Agents need to know what a tool does to the world before calling it. Descriptions should go beyond structured annotations to explain consequences.

Conciseness5/5

Is the description appropriately sized, front-loaded, and free of redundancy?

The description is front-loaded with the core purpose in the first sentence, followed by usage guidance and examples. Every sentence adds value: the first defines the tool, the second specifies when to use it, the third describes the return, and the examples illustrate practical queries. It's efficiently structured without redundancy.

Shorter descriptions cost fewer tokens and are easier for agents to parse. Every sentence should earn its place.

Completeness5/5

Given the tool's complexity, does the description cover enough for an agent to succeed on first attempt?

Given the tool's low complexity (1 parameter), rich annotations (readOnlyHint, etc.), and the presence of an output schema (implied by context signals), the description is complete. It covers purpose, usage, and output behavior adequately, without needing to detail parameters or safety aspects already handled by structured data.

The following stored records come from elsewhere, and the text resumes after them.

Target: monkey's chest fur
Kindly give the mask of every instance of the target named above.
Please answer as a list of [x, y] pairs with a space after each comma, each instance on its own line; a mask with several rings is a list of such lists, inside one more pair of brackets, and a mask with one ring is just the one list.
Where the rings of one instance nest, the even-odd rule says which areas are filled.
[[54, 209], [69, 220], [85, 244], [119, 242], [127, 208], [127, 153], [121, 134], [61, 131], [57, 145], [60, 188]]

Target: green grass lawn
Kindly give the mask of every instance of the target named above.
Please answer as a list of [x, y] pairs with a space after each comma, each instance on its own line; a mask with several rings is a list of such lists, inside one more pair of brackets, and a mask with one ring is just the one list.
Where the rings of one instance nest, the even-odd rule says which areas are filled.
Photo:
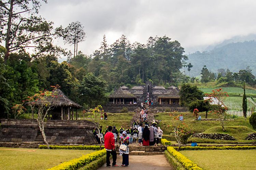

Complex tools with many parameters or behaviors need more documentation. Simple tools need less. This dimension scales expectations accordingly.

Parameters3/5

Does the description clarify parameter syntax, constraints, interactions, or defaults beyond what the schema provides?

Schema description coverage is 100%, with the parameter 'query' well-documented in the schema as 'Search query (e.g., 'liquidation BTC', 'funding arbitrage').' The description adds minimal extra semantics through examples (e.g., 'query="liquidation"'), but doesn't provide significant additional meaning beyond the schema. This meets the baseline of 3 for high schema coverage.

Input schemas describe structure but not intent. Descriptions should explain non-obvious parameter relationships and valid value ranges.

Purpose5/5

Does the description clearly state what the tool does and how it differs from similar tools?

The description clearly states the tool's purpose: 'Search available CoinGlass operations' to 'discover which tool and action to use for your task.' It specifies the verb ('search') and resource ('CoinGlass operations'), and distinguishes itself from sibling tools by focusing on discovery rather than executing specific operations like 'funding_current' or 'liq_history'.

Agents choose between tools based on descriptions. A clear purpose with a specific verb and resource helps agents select the right tool.

Usage Guidelines5/5

Does the description explain when to use this tool, when not to, or what alternatives exist?

The description explicitly states when to use this tool: 'Use this to discover which tool and action to use for your task.' It provides clear examples (e.g., 'Find liquidation tools: query="liquidation"'), guiding users to employ it for exploration before selecting a specific sibling tool, effectively differentiating its role from direct data-fetching tools.

Agents often have multiple tools that could apply. Explicit usage guidance like "use X instead of Y when Z" prevents misuse.